Conclusive remarks and future course of action

Six different scenarios are investigated in this paper, each of which are intended to minimize the cost of generation of the low voltage grid-connected microgrid system using a popular DE algorithm. An economic strategy called IBDR is also incorporated to further diminish the emission and cost limits of the subject microgrid system. The outcomes are directed at the following conclusion:

  1. 1.

    IBDR played a noteworthy role by reducing both the cost of generation and the emissions of the microgrid system. In addition, the results obtained show that they enhance the load factor of the system and decrease the peak demand.

  2. 2.

    Grid Participation: The cost of generation is minimum when the grid aggressively sells and buys power to and from the microgrid structure. Passive participation of the grid may perform as back up to cater to the power deficiency but does not contribute to minimizing the microgrid cost.

  3. 3.

    Price in the electricity market: The least cost of generation is obtained when the grid sells and buys power with the same TOU based electricity market pricing strategy. It has been observed in scenarios 4, 5 and 6 when the selling and buying price of power differs, the cost of generation is more than the ideal scenario (Scenario 1).

  4. 4.

    A comparison with recently published literature also corroborates to the fact that the total cost of the microgrid system which involves both the generation cost and incentives to be awarded to the customers is less than that of load shifting policy-based DSM wherein the incentives are not considered to benefit the customers.

  5. 5.

    WEED yields a well-adjusted compromised resolution between the emission and cost of generation which remained unattended when economic dispatch was emphasized alone.

Limitations of the work

The presence of a battery energy storage system (BESS) or a PHEV charging station is a necessity to update the work in this research background which is missing in this work.
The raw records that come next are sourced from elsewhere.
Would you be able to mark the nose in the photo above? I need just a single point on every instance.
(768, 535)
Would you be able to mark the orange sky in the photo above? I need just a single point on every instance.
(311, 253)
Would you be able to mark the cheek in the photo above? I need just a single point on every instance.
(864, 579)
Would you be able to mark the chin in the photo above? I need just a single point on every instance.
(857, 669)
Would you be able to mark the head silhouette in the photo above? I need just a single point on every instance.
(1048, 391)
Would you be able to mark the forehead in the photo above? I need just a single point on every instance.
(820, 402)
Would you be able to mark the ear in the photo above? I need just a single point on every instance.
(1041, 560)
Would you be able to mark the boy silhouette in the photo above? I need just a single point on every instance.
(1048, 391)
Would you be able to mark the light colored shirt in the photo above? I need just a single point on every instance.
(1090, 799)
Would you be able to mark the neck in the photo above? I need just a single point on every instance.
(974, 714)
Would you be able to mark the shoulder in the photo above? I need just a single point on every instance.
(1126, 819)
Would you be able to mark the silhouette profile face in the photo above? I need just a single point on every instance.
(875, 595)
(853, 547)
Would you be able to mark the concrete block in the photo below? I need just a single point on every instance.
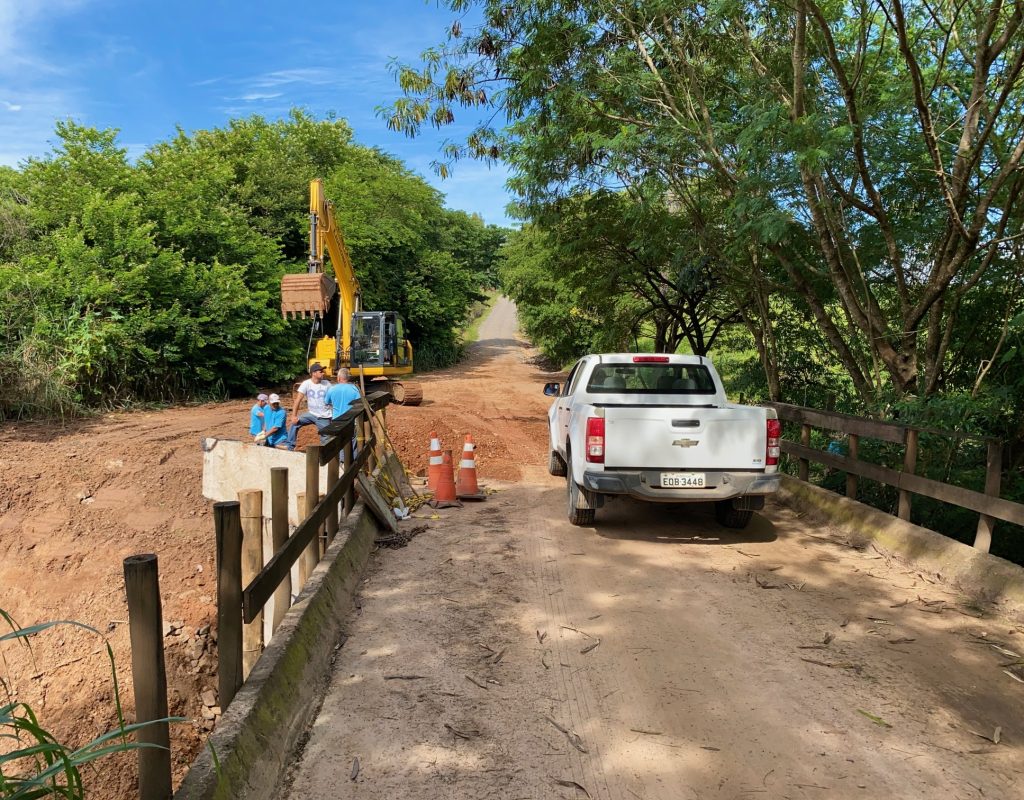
(976, 574)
This would also challenge the optimization algorithm to fulfill the complex constraints arising from the BESS and PHEV. Additionally, a hybrid of load shifting and curtailing policy can also be implemented on the load demand model and tested to study the efficiency and cost-effectiveness of the approach. Some other economic policies such as DSM and price-based demand response can be implemented for the same system and a comparison can be made for the same.